Would you have work done on yourself? Or would you rather do the work for yourself?
Today I led a workshop on how to make having difficult conversations easier and one of the pieces of wisdom I drew on was Byron Katie's concept of 'doing the work'. When Katie talks about 'doing the work' she invites us to take a belief that is making us unhappy and to examine it to see how true the belief is and if there is another way of thinking about things.
Then when I got home from work I was browsing through Facebook today, as you do when you get home from work tired and you just need a bit of fluffy time, and I saw a post about 'getting work done'. It was talking about a new kind of face lift which was less invasive.
Doing the work.
Getting work done.
The first is active, the second passive therefore the first requires us to invest energy and commitment whilst the other requires that we submit to someone else's efforts.
Curious how similar the phrases are and yet how different in energy and focus.
Then I got to thinking some of the radiant women (and some men) I have in my life. They are people who have done, and are doing the work. They eat healthily, move and live active lifestyles. They invest time in looking after their flexibility, strength and balance and they listen to what they body needs: resting when they need to, moving when they need to.
These are women and men who have done their inner work. They have spent time releasing unhelpful ways of thinking and behaving. They have pruned their relationships, leaving only the healthiest and nurturing to grow.
They are men and women who are comfortable in their own skins, who know their own faults and weaknesses and own up to them. They are people who have time to be with those who they love and are happy to take time to be alone. They have done the inner work of learning to love themselves no matter what.
Doing this work requires dedication. It takes time, sometimes money, and always commitment to do the inner work, to take responsibility for what we put into our bodies, minds and lives.
Letting go of relationships which no longer serve use takes courage and is sad. Forgoing that extra glass of wine takes self-discipline. Having a regular yoga or meditation practice means setting your alarm for a time when the rest of the world is sleeping. Turning off the TV when it shows images and ideas which you don't want to ingest means you have to find new things to do with your time. Learning to say 'No', learning to ask yourself 'What do I want', none of this is easy and much of it goes against our cultural and gender conditioning.

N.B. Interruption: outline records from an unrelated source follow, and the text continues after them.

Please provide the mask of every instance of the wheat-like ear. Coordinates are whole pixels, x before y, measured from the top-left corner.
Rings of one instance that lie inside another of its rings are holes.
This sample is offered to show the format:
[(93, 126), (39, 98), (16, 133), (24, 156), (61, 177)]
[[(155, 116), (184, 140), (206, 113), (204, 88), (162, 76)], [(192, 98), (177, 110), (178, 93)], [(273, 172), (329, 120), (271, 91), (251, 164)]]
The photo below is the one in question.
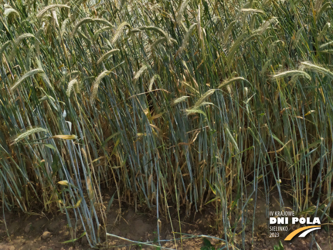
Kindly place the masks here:
[(314, 64), (310, 62), (301, 62), (301, 65), (303, 68), (306, 69), (306, 70), (325, 75), (330, 78), (333, 79), (333, 73), (324, 67)]
[(100, 75), (96, 78), (95, 81), (92, 84), (91, 86), (91, 102), (93, 102), (96, 98), (97, 95), (97, 92), (98, 90), (98, 87), (100, 86), (100, 83), (102, 79), (103, 79), (105, 76), (107, 76), (110, 74), (110, 71), (105, 71), (102, 72)]
[(61, 23), (61, 32), (63, 33), (64, 33), (66, 31), (66, 26), (69, 22), (69, 18), (66, 18)]
[(330, 45), (331, 46), (333, 45), (333, 40), (332, 41), (329, 41), (328, 42), (326, 42), (326, 43), (323, 43), (322, 44), (320, 45), (319, 46), (319, 48), (320, 49), (322, 49), (325, 47), (327, 47), (327, 46)]
[(183, 18), (184, 11), (186, 9), (189, 2), (190, 0), (185, 0), (183, 1), (180, 5), (178, 10), (177, 11), (177, 13), (176, 14), (176, 21), (177, 21), (178, 24), (180, 24), (181, 22), (181, 19)]
[(198, 108), (205, 101), (205, 100), (214, 94), (214, 92), (215, 92), (216, 90), (216, 89), (209, 89), (205, 94), (204, 94), (202, 96), (201, 96), (201, 97), (200, 97), (200, 98), (198, 101), (197, 101), (196, 103), (194, 104), (194, 108)]
[(13, 144), (15, 144), (16, 143), (17, 143), (20, 141), (25, 139), (31, 135), (33, 134), (38, 133), (39, 132), (44, 132), (45, 133), (47, 133), (48, 131), (44, 128), (40, 128), (40, 127), (32, 128), (25, 132), (24, 133), (22, 133), (21, 134), (17, 134), (16, 135), (15, 135), (14, 138), (12, 139), (11, 140), (12, 143), (11, 143), (10, 145), (11, 146)]
[(36, 16), (38, 18), (42, 17), (44, 14), (49, 10), (52, 10), (55, 8), (66, 8), (67, 9), (70, 9), (70, 7), (68, 5), (65, 5), (63, 4), (55, 4), (53, 5), (49, 5), (49, 6), (46, 6), (43, 8), (40, 11), (39, 11)]
[(319, 18), (321, 14), (325, 12), (328, 9), (331, 8), (331, 3), (329, 2), (327, 2), (324, 4), (321, 8), (317, 12), (317, 18)]
[(245, 14), (249, 14), (250, 13), (260, 13), (261, 14), (265, 14), (265, 12), (263, 11), (257, 9), (241, 9), (240, 11)]
[(269, 20), (266, 21), (264, 22), (260, 27), (257, 30), (253, 31), (254, 32), (258, 33), (260, 35), (262, 35), (263, 33), (270, 27), (270, 26), (273, 24), (275, 21), (277, 19), (277, 17), (272, 17)]
[(266, 71), (267, 70), (268, 66), (271, 65), (271, 60), (272, 59), (269, 59), (268, 61), (265, 62), (265, 64), (264, 64), (264, 66), (263, 66), (263, 67), (261, 68), (261, 71), (260, 72), (261, 76), (264, 76), (266, 73)]
[(194, 87), (193, 87), (192, 85), (186, 82), (185, 81), (182, 81), (181, 82), (182, 85), (185, 85), (185, 87), (187, 88), (188, 90), (191, 91), (192, 92), (195, 93), (196, 96), (199, 96), (199, 92), (198, 91), (197, 89), (196, 89)]
[(306, 78), (310, 81), (311, 80), (311, 76), (308, 74), (304, 71), (299, 70), (284, 71), (272, 76), (272, 78), (274, 79), (279, 79), (288, 77), (294, 77), (294, 78), (301, 77)]
[(219, 85), (219, 88), (221, 88), (221, 87), (225, 87), (226, 86), (228, 85), (230, 83), (232, 83), (233, 82), (235, 82), (236, 81), (237, 81), (239, 80), (241, 80), (242, 81), (246, 81), (247, 82), (248, 82), (247, 80), (246, 80), (244, 77), (234, 77), (233, 78), (227, 79), (225, 79), (224, 81), (223, 81), (222, 83)]
[(250, 30), (253, 30), (254, 29), (254, 25), (255, 25), (256, 17), (258, 15), (256, 13), (254, 13), (251, 17), (251, 21), (250, 21)]
[(4, 12), (4, 15), (5, 16), (9, 16), (10, 15), (16, 15), (19, 17), (20, 16), (18, 12), (16, 10), (12, 8), (6, 9)]
[(105, 54), (104, 54), (103, 56), (102, 56), (99, 59), (98, 59), (98, 61), (97, 61), (97, 64), (99, 64), (103, 61), (104, 61), (104, 60), (105, 58), (108, 58), (110, 56), (112, 56), (114, 54), (119, 51), (120, 51), (120, 50), (118, 50), (118, 49), (114, 49), (113, 50), (111, 50), (109, 51), (108, 51)]
[(160, 34), (165, 38), (168, 37), (168, 35), (164, 31), (163, 31), (162, 29), (160, 29), (158, 27), (155, 27), (155, 26), (144, 26), (142, 27), (139, 28), (138, 29), (140, 30), (154, 31), (154, 32)]
[(122, 34), (122, 31), (123, 31), (123, 29), (124, 29), (124, 28), (125, 26), (127, 26), (130, 28), (130, 25), (127, 21), (124, 21), (123, 22), (122, 22), (119, 25), (119, 26), (118, 26), (118, 28), (117, 28), (117, 29), (115, 30), (114, 32), (114, 35), (113, 35), (113, 37), (112, 37), (112, 39), (111, 40), (111, 44), (113, 44), (115, 43), (116, 41), (117, 41), (117, 40), (120, 37), (121, 34)]
[(161, 43), (162, 42), (164, 42), (167, 41), (168, 41), (168, 39), (167, 39), (167, 38), (161, 37), (160, 38), (159, 38), (157, 40), (154, 41), (154, 42), (153, 42), (150, 46), (150, 49), (151, 50), (153, 50), (155, 48), (155, 47), (156, 47), (159, 44)]
[(133, 78), (133, 81), (135, 82), (136, 81), (138, 80), (138, 79), (140, 78), (140, 77), (150, 67), (149, 67), (147, 64), (146, 63), (144, 64), (144, 65), (142, 65), (141, 67), (141, 69), (140, 69), (137, 72), (135, 73), (134, 75), (134, 77)]
[(299, 39), (301, 37), (301, 35), (302, 35), (302, 33), (303, 32), (303, 30), (304, 30), (304, 27), (302, 27), (299, 30), (298, 30), (298, 31), (297, 31), (297, 33), (296, 33), (296, 35), (295, 36), (295, 39), (293, 41), (293, 46), (292, 47), (293, 49), (295, 49), (297, 46), (297, 44), (299, 41)]
[(158, 80), (159, 81), (161, 80), (161, 78), (160, 77), (159, 75), (157, 75), (157, 74), (154, 75), (153, 77), (152, 77), (151, 80), (150, 80), (150, 83), (149, 83), (149, 87), (148, 88), (149, 91), (152, 91), (153, 89), (153, 84), (154, 84), (154, 82), (155, 82), (155, 80)]
[(191, 36), (191, 35), (192, 34), (192, 32), (193, 32), (193, 31), (195, 29), (196, 27), (197, 26), (197, 23), (196, 22), (195, 24), (193, 24), (191, 26), (191, 27), (188, 28), (188, 30), (187, 30), (187, 32), (185, 35), (185, 36), (184, 37), (184, 39), (183, 39), (183, 42), (181, 44), (181, 46), (178, 49), (178, 50), (177, 51), (177, 52), (176, 52), (176, 55), (175, 55), (175, 57), (177, 57), (179, 54), (180, 54), (183, 50), (184, 49), (185, 49), (185, 47), (186, 47), (186, 44), (187, 44), (187, 42), (188, 42), (188, 40), (189, 40), (189, 38)]
[(31, 33), (25, 33), (20, 35), (15, 40), (15, 46), (18, 46), (18, 45), (19, 45), (23, 39), (28, 38), (29, 37), (35, 38), (35, 36)]
[(224, 32), (224, 44), (227, 43), (227, 41), (228, 41), (228, 39), (229, 39), (229, 35), (231, 32), (232, 28), (233, 28), (233, 25), (235, 23), (236, 23), (236, 20), (233, 20), (231, 22), (230, 22), (228, 26), (228, 28), (227, 28), (227, 30), (225, 31), (225, 32)]
[(188, 98), (189, 97), (188, 96), (181, 96), (180, 97), (178, 97), (178, 98), (173, 100), (170, 103), (170, 105), (171, 105), (172, 107), (173, 107), (174, 106), (176, 105), (178, 103), (180, 103), (182, 102), (186, 101), (187, 99), (187, 98)]
[(5, 50), (6, 50), (6, 48), (7, 48), (9, 45), (10, 45), (12, 43), (12, 41), (9, 40), (6, 41), (5, 43), (3, 44), (3, 46), (1, 47), (1, 48), (0, 49), (0, 61), (2, 61), (2, 55), (3, 53), (4, 53), (4, 51), (5, 51)]
[(104, 32), (104, 31), (106, 31), (107, 30), (109, 30), (111, 29), (112, 29), (112, 27), (110, 27), (110, 26), (105, 26), (104, 27), (101, 28), (99, 30), (97, 30), (95, 32), (94, 34), (93, 34), (93, 39), (97, 40), (100, 34), (101, 34), (102, 32)]
[(201, 113), (201, 115), (203, 115), (205, 117), (207, 117), (206, 113), (199, 108), (188, 108), (185, 110), (185, 113), (187, 116), (192, 113)]
[(84, 24), (87, 24), (92, 21), (92, 18), (91, 17), (86, 17), (85, 18), (81, 19), (79, 22), (74, 27), (73, 30), (72, 31), (72, 35), (73, 36), (78, 31), (80, 26)]
[(102, 24), (106, 26), (109, 26), (111, 28), (113, 27), (113, 26), (109, 21), (107, 21), (105, 19), (92, 18), (91, 17), (86, 17), (85, 18), (81, 19), (79, 21), (79, 22), (77, 24), (77, 25), (75, 26), (75, 27), (73, 29), (73, 30), (72, 32), (72, 35), (74, 35), (75, 33), (78, 31), (78, 30), (79, 29), (80, 26), (81, 26), (81, 25), (84, 24), (88, 24), (89, 22), (95, 22), (100, 24)]
[(70, 91), (72, 90), (72, 88), (74, 85), (76, 85), (77, 89), (78, 88), (78, 80), (77, 79), (74, 79), (68, 82), (68, 86), (67, 88), (67, 91), (66, 93), (67, 94), (67, 96), (69, 97), (70, 96)]
[(322, 38), (324, 37), (324, 35), (325, 35), (326, 32), (330, 28), (330, 23), (326, 22), (326, 24), (325, 25), (325, 26), (324, 26), (324, 27), (323, 28), (323, 29), (321, 30), (321, 31), (320, 31), (320, 32), (318, 34), (318, 36), (317, 38), (318, 41), (320, 41), (322, 39)]
[(238, 38), (237, 38), (237, 40), (235, 41), (233, 44), (232, 44), (232, 46), (231, 46), (231, 48), (230, 48), (228, 53), (228, 57), (227, 57), (227, 61), (228, 63), (230, 63), (231, 59), (233, 57), (233, 55), (242, 44), (242, 40), (243, 40), (246, 35), (247, 35), (247, 33), (243, 33), (238, 37)]
[(21, 77), (18, 80), (18, 81), (17, 81), (16, 83), (14, 84), (14, 85), (13, 85), (13, 86), (11, 86), (11, 87), (10, 88), (11, 92), (13, 92), (22, 82), (25, 81), (28, 77), (32, 76), (34, 75), (36, 75), (36, 74), (40, 74), (43, 73), (44, 73), (44, 71), (43, 71), (43, 70), (41, 70), (40, 69), (36, 69), (35, 70), (32, 70), (29, 71), (29, 72), (27, 72), (26, 74), (25, 74), (23, 75), (23, 76), (22, 76), (22, 77)]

And yet, what I see when I look at these women and these men who have done the work is a radiance which glows from within. I see roots deeply connecting them with the earth and their life. I see a freedom which comes from knowing oneself and not apologizing or it. I see the courage of people who have trodden their own path, danced to their own drum and listened to the calling of their own hearts rather than society's pressure.
'Having work done' is the short cut which only changes the outside; 'doing the work' from the inside out changes us and has the potential to change our relationships, and therefore others, and therefore, bit by bit..the world.